08 December 2017 |
How to Build a Brand Funnel in Q using R
Have you been in a situation where you need to update a KPI summary, and you want everything within the one table? This is particularly handy for tracking where you can automatically pull together different bits of information into one summary table. The summary might also involve some kind of computation (e.g. taking the average of some numbers in the table). All this can be accomplished in Q – and it’s easier than you might have suspected.
To illustrate this how this is done, I’m going to create a table that represents the concept of a brand funnel (similar to a purchase funnel). The final result will look like this:
The data therein is often represented visually with the image of a funnel – as we do in this example dashboard. I have three separate questions that feed into the table: Awareness, Consideration and Preferred Cola (called Main Brand in my table above). I then calculate a Ratio as a fourth line (using the Consider figure divided by the Main figure for each brand).

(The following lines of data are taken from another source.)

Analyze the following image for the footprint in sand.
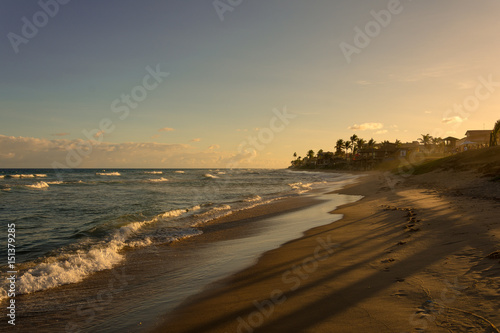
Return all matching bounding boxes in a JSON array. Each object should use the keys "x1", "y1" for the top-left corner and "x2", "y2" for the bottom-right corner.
[
  {"x1": 392, "y1": 290, "x2": 408, "y2": 297},
  {"x1": 381, "y1": 258, "x2": 396, "y2": 263}
]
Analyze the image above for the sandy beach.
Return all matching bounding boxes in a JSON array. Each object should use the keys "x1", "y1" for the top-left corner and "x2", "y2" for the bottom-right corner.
[{"x1": 154, "y1": 168, "x2": 500, "y2": 332}]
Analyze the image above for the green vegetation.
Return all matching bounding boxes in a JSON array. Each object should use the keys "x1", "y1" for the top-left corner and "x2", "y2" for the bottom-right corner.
[
  {"x1": 290, "y1": 119, "x2": 500, "y2": 172},
  {"x1": 410, "y1": 145, "x2": 500, "y2": 175},
  {"x1": 490, "y1": 119, "x2": 500, "y2": 146}
]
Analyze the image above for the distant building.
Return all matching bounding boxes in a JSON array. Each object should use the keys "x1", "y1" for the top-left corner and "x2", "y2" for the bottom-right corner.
[
  {"x1": 455, "y1": 129, "x2": 499, "y2": 151},
  {"x1": 355, "y1": 141, "x2": 421, "y2": 170},
  {"x1": 443, "y1": 136, "x2": 459, "y2": 152},
  {"x1": 398, "y1": 141, "x2": 421, "y2": 157},
  {"x1": 464, "y1": 130, "x2": 492, "y2": 146}
]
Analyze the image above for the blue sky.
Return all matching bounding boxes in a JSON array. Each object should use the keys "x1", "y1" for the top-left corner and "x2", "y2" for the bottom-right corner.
[{"x1": 1, "y1": 0, "x2": 500, "y2": 168}]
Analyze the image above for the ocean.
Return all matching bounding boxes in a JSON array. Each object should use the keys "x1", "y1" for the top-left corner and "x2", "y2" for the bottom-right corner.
[{"x1": 0, "y1": 168, "x2": 360, "y2": 332}]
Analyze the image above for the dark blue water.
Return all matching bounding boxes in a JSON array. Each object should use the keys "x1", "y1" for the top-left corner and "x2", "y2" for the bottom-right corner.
[{"x1": 0, "y1": 168, "x2": 352, "y2": 298}]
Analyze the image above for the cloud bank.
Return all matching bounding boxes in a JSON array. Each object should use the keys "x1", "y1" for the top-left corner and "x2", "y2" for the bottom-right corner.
[
  {"x1": 348, "y1": 123, "x2": 384, "y2": 131},
  {"x1": 0, "y1": 135, "x2": 271, "y2": 168}
]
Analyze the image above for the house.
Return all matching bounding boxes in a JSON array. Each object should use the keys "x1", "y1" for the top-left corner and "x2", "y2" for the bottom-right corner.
[
  {"x1": 443, "y1": 136, "x2": 459, "y2": 152},
  {"x1": 353, "y1": 142, "x2": 421, "y2": 170},
  {"x1": 398, "y1": 141, "x2": 421, "y2": 157},
  {"x1": 464, "y1": 130, "x2": 492, "y2": 147}
]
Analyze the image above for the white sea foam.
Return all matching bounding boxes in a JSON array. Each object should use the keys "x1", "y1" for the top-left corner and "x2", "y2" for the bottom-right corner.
[
  {"x1": 203, "y1": 173, "x2": 219, "y2": 179},
  {"x1": 192, "y1": 204, "x2": 232, "y2": 226},
  {"x1": 154, "y1": 205, "x2": 201, "y2": 221},
  {"x1": 288, "y1": 182, "x2": 313, "y2": 190},
  {"x1": 16, "y1": 242, "x2": 124, "y2": 295},
  {"x1": 217, "y1": 171, "x2": 226, "y2": 175},
  {"x1": 11, "y1": 174, "x2": 35, "y2": 178},
  {"x1": 35, "y1": 174, "x2": 47, "y2": 177},
  {"x1": 145, "y1": 171, "x2": 163, "y2": 174},
  {"x1": 243, "y1": 195, "x2": 262, "y2": 202},
  {"x1": 0, "y1": 175, "x2": 4, "y2": 179},
  {"x1": 47, "y1": 181, "x2": 64, "y2": 185},
  {"x1": 26, "y1": 182, "x2": 49, "y2": 189},
  {"x1": 10, "y1": 204, "x2": 203, "y2": 296},
  {"x1": 96, "y1": 172, "x2": 121, "y2": 176},
  {"x1": 287, "y1": 182, "x2": 314, "y2": 194},
  {"x1": 148, "y1": 177, "x2": 168, "y2": 182},
  {"x1": 174, "y1": 170, "x2": 185, "y2": 174}
]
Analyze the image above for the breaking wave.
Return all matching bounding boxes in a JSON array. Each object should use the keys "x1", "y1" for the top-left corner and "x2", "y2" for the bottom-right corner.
[
  {"x1": 96, "y1": 172, "x2": 121, "y2": 176},
  {"x1": 26, "y1": 182, "x2": 50, "y2": 189},
  {"x1": 148, "y1": 177, "x2": 168, "y2": 182},
  {"x1": 3, "y1": 205, "x2": 203, "y2": 297}
]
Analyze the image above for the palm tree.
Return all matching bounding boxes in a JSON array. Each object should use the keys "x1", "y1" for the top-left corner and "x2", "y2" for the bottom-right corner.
[
  {"x1": 316, "y1": 149, "x2": 324, "y2": 165},
  {"x1": 431, "y1": 137, "x2": 442, "y2": 145},
  {"x1": 293, "y1": 152, "x2": 297, "y2": 158},
  {"x1": 343, "y1": 141, "x2": 352, "y2": 160},
  {"x1": 335, "y1": 139, "x2": 344, "y2": 156},
  {"x1": 307, "y1": 150, "x2": 315, "y2": 159},
  {"x1": 356, "y1": 138, "x2": 366, "y2": 152},
  {"x1": 418, "y1": 134, "x2": 432, "y2": 148},
  {"x1": 394, "y1": 139, "x2": 402, "y2": 147},
  {"x1": 490, "y1": 119, "x2": 500, "y2": 146},
  {"x1": 350, "y1": 134, "x2": 358, "y2": 155},
  {"x1": 367, "y1": 138, "x2": 376, "y2": 148}
]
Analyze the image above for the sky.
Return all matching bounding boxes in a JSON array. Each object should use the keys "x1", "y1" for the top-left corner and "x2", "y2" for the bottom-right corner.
[{"x1": 1, "y1": 0, "x2": 500, "y2": 168}]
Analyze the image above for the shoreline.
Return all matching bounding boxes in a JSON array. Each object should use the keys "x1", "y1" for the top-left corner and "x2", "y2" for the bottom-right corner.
[
  {"x1": 1, "y1": 175, "x2": 361, "y2": 332},
  {"x1": 155, "y1": 171, "x2": 500, "y2": 332}
]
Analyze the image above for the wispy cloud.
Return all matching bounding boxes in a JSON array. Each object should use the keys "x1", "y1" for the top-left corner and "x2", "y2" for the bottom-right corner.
[
  {"x1": 51, "y1": 132, "x2": 70, "y2": 137},
  {"x1": 348, "y1": 122, "x2": 384, "y2": 131},
  {"x1": 388, "y1": 63, "x2": 469, "y2": 83},
  {"x1": 355, "y1": 80, "x2": 373, "y2": 86},
  {"x1": 375, "y1": 130, "x2": 388, "y2": 135},
  {"x1": 94, "y1": 130, "x2": 105, "y2": 138},
  {"x1": 190, "y1": 138, "x2": 201, "y2": 142},
  {"x1": 208, "y1": 144, "x2": 220, "y2": 150},
  {"x1": 0, "y1": 135, "x2": 193, "y2": 168},
  {"x1": 158, "y1": 127, "x2": 175, "y2": 132},
  {"x1": 442, "y1": 116, "x2": 464, "y2": 125}
]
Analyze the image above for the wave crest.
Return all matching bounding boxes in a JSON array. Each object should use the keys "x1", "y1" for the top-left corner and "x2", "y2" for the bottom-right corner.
[
  {"x1": 96, "y1": 172, "x2": 121, "y2": 176},
  {"x1": 26, "y1": 182, "x2": 49, "y2": 189}
]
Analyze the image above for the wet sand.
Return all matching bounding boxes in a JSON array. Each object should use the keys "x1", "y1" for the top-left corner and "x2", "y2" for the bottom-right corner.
[{"x1": 155, "y1": 171, "x2": 500, "y2": 332}]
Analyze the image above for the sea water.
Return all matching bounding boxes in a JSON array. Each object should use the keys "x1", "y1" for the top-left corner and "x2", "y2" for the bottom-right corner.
[{"x1": 0, "y1": 168, "x2": 359, "y2": 331}]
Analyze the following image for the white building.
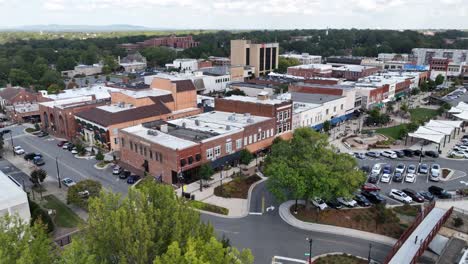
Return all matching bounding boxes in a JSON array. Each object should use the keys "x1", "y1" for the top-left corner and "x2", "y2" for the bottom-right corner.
[
  {"x1": 0, "y1": 171, "x2": 30, "y2": 223},
  {"x1": 39, "y1": 85, "x2": 122, "y2": 101},
  {"x1": 431, "y1": 62, "x2": 466, "y2": 80},
  {"x1": 378, "y1": 53, "x2": 410, "y2": 62},
  {"x1": 229, "y1": 82, "x2": 275, "y2": 97},
  {"x1": 144, "y1": 71, "x2": 230, "y2": 94},
  {"x1": 166, "y1": 59, "x2": 199, "y2": 72},
  {"x1": 61, "y1": 64, "x2": 103, "y2": 78},
  {"x1": 280, "y1": 53, "x2": 322, "y2": 64},
  {"x1": 412, "y1": 48, "x2": 468, "y2": 65}
]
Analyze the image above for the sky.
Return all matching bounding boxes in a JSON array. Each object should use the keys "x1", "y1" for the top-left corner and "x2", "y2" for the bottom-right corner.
[{"x1": 0, "y1": 0, "x2": 467, "y2": 29}]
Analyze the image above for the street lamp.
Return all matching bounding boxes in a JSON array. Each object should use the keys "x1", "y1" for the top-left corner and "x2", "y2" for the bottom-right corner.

You could potentially apply the procedure to any KPI summary or creation of a brand index. It just involves a bit of simple R code with the application of some basic logic. In this post, I’ll explain step by step how I made the above table. The key steps we’ll go through are:
- Setting up your source tables
- Creating an R output
- Collating reference names
- Writing some instructions (in code)
- Organising your work
For that reason, I’ve broken up the fourth step above into bits to show you how it works, line by line. As a result, this post also serves as an introduction to working with R to those who are new to it! (Don’t worry, it’s not THAT scary).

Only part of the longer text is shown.